The first release through Hulu will be the Kathryn Bigelow-directed Unititled Detroit Project which is also getting the full force of Annapurna’s new marketing and distribution team behind it when it bows on August 4th. The film, written by Mark Boal, is based on the 1967 Detroit race riots. Bigelow and Boal’s previous collaboration was on Zero Dark Thirty which garnered five Academy Award nominations for Annapurna.

Annapurna is also putting together Richard Linklater’s film adaptation of the Maria Semple book Where’d You Go, Bernadette starring Cate Blanchett which will also go through Hulu. Hulu will also stream future films from teh company that has produced such critically-acclaimed fare as American Hustle, Her, Foxcatcher and The Master as well as the strong female story Joy and the raunchy comedy Sausage Party.
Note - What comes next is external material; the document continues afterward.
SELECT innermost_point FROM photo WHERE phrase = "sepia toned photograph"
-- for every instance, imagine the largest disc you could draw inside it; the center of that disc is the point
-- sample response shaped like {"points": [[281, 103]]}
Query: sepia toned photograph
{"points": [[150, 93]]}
So the deal is assured to provide Hulu with both critical and commercial content.

The Hulu deal follows a string of multi-year, pay one window output agreements with independent distributors including IFC Films for documentaries and Magnolia Pictures. In addition, Hulu recently set deals with EPIX and The Walt Disney Studios that significantly expanded and reinforced Hulu’s increased efforts in film over the past year.

Hulu also has done its fair share of original programming, most recently with

The Handmaid’s Tale, the drama that has been getting a major marketing promo push behind it for its April release. It also successfully streamed Ron Howard’s music documentary The Beatles: Eight Days a Week – The Touring Years after it received a theatrical release via Abramorama.

Chris Corabi, Josh Small, and Don Hardison negotiated the Hulu deal on behalf of Annapurna.